A more manageable alternative for an enterprise imaging strategy may be that of Dignity Health, headquartered in San Francisco. Dignity Health is the fifth largest health system in the nation with 10,000 physicians and 55,000 employees across Arizona, California and Nevada. Dignity implemented a long-term VNA, which provides a central location for all DICOM images. This has translated to 3.25 million studies alone in 2012, and a combined 1.5 petabytes of information on the primary and secondary archive. Dignity also implemented image sharing software on the primary VNA, and integrated with its health information exchange. Further options are being considered for next year, but this change alone will for now bring about significant ROI in hard costs and in efficiencies.

The argument for a vendor neutral archive

A VNA goes beyond the traditional process of archiving in PACS to create a centralized, standardized, consolidated system that holds and manages the lifecycle of all images from each individual silo across multiple PACS, sites and specialties.

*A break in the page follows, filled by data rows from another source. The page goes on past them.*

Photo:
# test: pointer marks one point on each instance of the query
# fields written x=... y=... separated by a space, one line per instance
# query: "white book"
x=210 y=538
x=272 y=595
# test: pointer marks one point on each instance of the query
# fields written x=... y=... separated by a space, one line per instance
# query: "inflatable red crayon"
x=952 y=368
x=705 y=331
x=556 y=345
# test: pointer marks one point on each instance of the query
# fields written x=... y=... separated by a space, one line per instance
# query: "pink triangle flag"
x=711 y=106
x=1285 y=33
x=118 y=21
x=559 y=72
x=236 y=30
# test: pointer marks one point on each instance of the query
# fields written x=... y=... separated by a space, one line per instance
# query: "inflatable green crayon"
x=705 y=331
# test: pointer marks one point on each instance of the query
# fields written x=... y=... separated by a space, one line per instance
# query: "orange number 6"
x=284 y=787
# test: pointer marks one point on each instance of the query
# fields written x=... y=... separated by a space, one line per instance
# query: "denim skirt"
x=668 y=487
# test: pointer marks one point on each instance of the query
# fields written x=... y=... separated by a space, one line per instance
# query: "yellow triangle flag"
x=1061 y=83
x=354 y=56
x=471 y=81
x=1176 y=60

This system morphs all DICOM headers into a standard format so that any of the DICOM viewers within the healthcare network can display the images, regardless of which PACS originally held the image. Consequently, the images are much more accessible to the healthcare network's physician community at large.

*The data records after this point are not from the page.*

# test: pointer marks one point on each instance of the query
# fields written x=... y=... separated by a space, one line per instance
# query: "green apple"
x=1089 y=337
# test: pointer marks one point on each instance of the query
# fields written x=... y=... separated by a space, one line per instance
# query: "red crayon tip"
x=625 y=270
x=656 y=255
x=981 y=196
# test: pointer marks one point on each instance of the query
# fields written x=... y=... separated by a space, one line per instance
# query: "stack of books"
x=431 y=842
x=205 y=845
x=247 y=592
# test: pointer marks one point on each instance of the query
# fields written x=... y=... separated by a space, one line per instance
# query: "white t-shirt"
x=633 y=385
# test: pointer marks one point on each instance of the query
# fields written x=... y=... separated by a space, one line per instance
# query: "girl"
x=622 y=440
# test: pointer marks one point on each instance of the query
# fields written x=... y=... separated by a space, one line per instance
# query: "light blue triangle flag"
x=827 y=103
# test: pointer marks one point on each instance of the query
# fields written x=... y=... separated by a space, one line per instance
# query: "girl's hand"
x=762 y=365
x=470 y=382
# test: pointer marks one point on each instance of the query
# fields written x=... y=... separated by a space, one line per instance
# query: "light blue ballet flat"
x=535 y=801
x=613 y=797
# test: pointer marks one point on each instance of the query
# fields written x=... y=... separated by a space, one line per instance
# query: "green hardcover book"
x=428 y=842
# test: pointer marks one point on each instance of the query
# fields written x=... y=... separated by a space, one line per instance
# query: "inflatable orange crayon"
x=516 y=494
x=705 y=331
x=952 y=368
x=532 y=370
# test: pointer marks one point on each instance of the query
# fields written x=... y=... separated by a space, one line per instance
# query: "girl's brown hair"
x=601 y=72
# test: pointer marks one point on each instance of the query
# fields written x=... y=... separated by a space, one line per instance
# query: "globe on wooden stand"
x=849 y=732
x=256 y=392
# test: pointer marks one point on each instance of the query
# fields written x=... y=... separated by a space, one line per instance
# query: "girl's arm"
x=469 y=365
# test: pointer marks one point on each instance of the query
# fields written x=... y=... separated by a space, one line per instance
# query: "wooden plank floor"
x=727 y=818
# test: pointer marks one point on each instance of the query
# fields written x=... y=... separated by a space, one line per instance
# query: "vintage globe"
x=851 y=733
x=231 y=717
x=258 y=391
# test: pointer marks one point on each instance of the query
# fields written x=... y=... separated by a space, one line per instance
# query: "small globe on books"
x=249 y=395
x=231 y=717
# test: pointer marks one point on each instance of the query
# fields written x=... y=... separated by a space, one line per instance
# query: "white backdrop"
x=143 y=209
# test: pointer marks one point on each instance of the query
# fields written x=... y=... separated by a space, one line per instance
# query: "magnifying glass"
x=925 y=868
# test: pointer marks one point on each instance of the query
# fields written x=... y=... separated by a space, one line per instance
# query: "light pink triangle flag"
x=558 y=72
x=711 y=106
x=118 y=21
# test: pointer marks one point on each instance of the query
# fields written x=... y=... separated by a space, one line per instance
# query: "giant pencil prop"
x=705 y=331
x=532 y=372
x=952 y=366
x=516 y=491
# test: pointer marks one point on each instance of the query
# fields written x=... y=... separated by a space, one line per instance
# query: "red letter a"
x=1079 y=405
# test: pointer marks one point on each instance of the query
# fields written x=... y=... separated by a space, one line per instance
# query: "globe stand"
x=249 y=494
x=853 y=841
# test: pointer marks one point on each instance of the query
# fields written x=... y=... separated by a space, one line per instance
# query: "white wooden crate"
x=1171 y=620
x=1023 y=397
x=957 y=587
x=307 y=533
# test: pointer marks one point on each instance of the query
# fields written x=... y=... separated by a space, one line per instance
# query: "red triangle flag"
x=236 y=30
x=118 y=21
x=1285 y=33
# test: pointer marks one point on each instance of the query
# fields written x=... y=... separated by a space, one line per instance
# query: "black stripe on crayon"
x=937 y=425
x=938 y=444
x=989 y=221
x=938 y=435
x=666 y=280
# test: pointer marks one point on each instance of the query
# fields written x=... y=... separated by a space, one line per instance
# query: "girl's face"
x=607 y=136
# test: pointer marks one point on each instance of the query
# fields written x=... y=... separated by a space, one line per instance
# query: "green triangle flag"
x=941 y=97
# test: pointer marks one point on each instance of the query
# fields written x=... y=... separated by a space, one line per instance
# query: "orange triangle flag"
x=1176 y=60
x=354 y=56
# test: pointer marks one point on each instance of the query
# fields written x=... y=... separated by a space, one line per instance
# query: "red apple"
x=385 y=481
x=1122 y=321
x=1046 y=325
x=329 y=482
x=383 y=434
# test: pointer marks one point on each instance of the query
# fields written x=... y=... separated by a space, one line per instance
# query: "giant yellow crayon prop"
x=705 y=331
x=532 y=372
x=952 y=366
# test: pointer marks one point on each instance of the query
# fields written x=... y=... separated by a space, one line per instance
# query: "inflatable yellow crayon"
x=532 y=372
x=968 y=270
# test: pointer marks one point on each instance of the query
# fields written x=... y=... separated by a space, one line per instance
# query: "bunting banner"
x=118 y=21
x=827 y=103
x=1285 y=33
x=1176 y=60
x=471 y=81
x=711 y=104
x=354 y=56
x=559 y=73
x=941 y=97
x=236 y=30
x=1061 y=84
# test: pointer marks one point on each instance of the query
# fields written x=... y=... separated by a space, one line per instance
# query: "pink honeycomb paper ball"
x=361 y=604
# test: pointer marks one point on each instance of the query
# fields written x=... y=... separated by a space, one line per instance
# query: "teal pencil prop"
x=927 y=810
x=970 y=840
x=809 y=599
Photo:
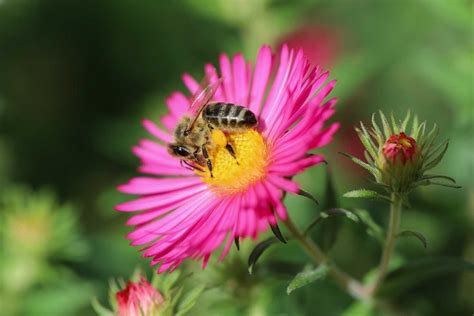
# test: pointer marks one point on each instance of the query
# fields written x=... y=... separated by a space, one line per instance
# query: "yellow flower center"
x=232 y=175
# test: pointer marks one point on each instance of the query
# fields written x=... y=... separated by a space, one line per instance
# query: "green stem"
x=395 y=211
x=350 y=285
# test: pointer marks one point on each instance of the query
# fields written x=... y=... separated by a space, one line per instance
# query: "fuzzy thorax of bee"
x=233 y=175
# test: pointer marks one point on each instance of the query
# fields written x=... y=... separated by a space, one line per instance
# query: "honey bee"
x=192 y=136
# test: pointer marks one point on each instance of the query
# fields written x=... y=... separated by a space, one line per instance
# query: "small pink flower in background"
x=138 y=299
x=184 y=214
x=400 y=146
x=322 y=44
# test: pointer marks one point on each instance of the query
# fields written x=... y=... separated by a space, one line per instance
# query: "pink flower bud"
x=138 y=299
x=401 y=147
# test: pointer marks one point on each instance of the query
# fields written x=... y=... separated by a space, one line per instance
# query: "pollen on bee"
x=232 y=175
x=218 y=137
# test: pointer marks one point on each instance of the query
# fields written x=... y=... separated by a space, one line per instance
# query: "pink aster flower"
x=188 y=214
x=138 y=299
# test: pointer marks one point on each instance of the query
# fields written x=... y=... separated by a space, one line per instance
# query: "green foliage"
x=77 y=77
x=421 y=270
x=305 y=277
x=366 y=194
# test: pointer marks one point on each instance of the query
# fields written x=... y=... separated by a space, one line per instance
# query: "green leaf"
x=364 y=165
x=326 y=236
x=371 y=227
x=409 y=233
x=258 y=251
x=305 y=277
x=334 y=212
x=428 y=177
x=308 y=195
x=406 y=277
x=276 y=231
x=435 y=161
x=367 y=141
x=99 y=309
x=189 y=299
x=366 y=194
x=169 y=281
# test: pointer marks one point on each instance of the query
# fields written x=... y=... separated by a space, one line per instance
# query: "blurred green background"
x=77 y=77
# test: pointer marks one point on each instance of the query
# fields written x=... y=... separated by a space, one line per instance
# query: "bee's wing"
x=201 y=100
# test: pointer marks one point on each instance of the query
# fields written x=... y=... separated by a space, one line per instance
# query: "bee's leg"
x=231 y=151
x=206 y=156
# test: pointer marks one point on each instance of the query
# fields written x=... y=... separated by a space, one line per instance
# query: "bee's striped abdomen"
x=228 y=115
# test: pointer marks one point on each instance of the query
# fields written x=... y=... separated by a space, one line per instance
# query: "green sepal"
x=306 y=277
x=99 y=309
x=419 y=236
x=258 y=251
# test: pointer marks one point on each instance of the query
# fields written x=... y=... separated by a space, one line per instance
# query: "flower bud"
x=138 y=299
x=163 y=296
x=400 y=147
x=399 y=159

Although VNA is called an archive, it is so much more than image storage because the system keeps track of all types of diagnostic images for all patients — not just DICOM radiology images. For example, a physician can quickly access all patient images from cardiology, neurology, orthopedics and other medical departments in a single system, at one time. This patient-centric approach saves time for the physician, supports the faster delivery of care for the patient and guards against duplicate imaging.

A VNA also manages the lifecycle of images, making it easier and more cost efficient to comply with regulations regarding patient information archiving. These include the security policies issued through HIPAA in 2005, which require a disaster backup and recovery plan for all stores of patient data. CIOs can implement policy-based-deletion protocols, which help comply with regulations, but also allow the hospital to avoid holding onto an image longer than necessary.   

The benefits of a state-of-the-art enterprise imaging system are clear: A comprehensive image exchange reduces administrative workload and enables faster treatment. Images can be easily archived, available on-demand and accessible at the point of care, eliminating frustrations like waiting for images and unreadable CDs. Real-time access to any image on any web-enabled device enables faster and broader health information exchange. And access to a complete history of images decreases the need for both duplicate imaging and needless exposure to radiation. This new vision goes beyond PACS to make image sharing truly interoperable and accessible in real time on any approved browser-based electronic device — without having to load and support additional software and without complicated and unnecessary movement of data.

Such a transformation to an enterprise imaging strategy will bring about exciting and substantial returns on investment in hard costs for hospitals in a short amount of time, as well as significant competitive advantages and ability to attract top staff. It's an exciting time to be in the healthcare IT field, and in this era of reform we will see more advancements and greater efficiencies in the way we deliver care to patients.

As the senior vice president of solutions management, Steven Tolle leads product strategy and go-to-market business planning for Merge Healthcare. He brings over 20 years of unique healthcare industry experience working in start-up or high-growth organizations in multiple healthcare sectors including healthcare technology and information exchange, pharmaceuticals, managed care, behavioral healthcare, academic medicine, preferred provider organizations and disease management organizations. Prior to joining Merge, Mr. Tolle served as senior vice president/general manager at OptumInsight, where he led the physician community business unit.